Contrast this with poverty – perhaps the most reliable harbinger of poor health next to old age. Poverty limits access to nutritious food, stable housing, and quality healthcare. It increases stress and reduces the ability to make long-term plans, including those for health. In short, poverty is a chronic condition all its own.

The CDC recently released new data on obesity rates by U.S. state. The numbers are alarming. In states with low levels of educational attainment and high poverty rates – such as Mississippi, West Virginia and Arkansas – adult obesity rates exceed 40%. Obesity, of course, is closely linked to type 2 diabetes, cardiovascular disease, and certain cancers. It’s no coincidence that these states also see some of the nation’s highest rates of diabetes. Adults with less than a high school education are more likely to have diabetes (19.6%) compared to people with a bachelor’s degree (10.7%).

These are not coincidences. They are the logical outcomes of systemic inequalities and missed opportunities. And this is should not come as news. Back in 1877, the British Prime Minister Benjamin Disraeli, said, “The health of the people is really the foundation upon which all their happiness and all their powers as a state depend.”

At the Rome ceremony, the students were not just receiving diplomas – they were receiving life’s most effective vaccine. Not against any virus, but against ignorance, instability, and, yes, illness. They will likely live longer, healthier lives than many of their counterparts who never had the chance to walk across a graduation stage.

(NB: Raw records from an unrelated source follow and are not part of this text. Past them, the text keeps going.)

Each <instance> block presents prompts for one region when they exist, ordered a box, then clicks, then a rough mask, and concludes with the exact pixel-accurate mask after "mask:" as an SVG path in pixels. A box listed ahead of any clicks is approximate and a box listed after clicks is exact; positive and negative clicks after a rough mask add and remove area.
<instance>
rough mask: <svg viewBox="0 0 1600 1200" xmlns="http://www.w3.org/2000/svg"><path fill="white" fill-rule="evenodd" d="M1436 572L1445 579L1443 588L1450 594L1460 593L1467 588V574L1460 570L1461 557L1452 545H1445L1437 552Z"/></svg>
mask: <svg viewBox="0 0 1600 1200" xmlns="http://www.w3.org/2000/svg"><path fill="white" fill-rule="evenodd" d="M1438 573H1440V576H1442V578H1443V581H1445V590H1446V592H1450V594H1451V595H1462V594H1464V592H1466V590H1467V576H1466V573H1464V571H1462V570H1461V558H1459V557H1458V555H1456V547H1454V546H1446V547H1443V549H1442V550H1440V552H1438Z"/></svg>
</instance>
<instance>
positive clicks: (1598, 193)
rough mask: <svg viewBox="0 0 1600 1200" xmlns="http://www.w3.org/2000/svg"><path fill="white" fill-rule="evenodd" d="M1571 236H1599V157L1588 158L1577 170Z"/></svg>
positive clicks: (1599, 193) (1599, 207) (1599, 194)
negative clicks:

We can’t rewind the clock on age. But we can invest in education at all levels, for all people. We can build systems that promote learning and lift people out of poverty. And by doing so, we can change the health trajectory of life for individuals and for society.

That so little is being done to address this problem is a terrible shame. We are bankrupting ourselves when we could be buying more healthy and productive time.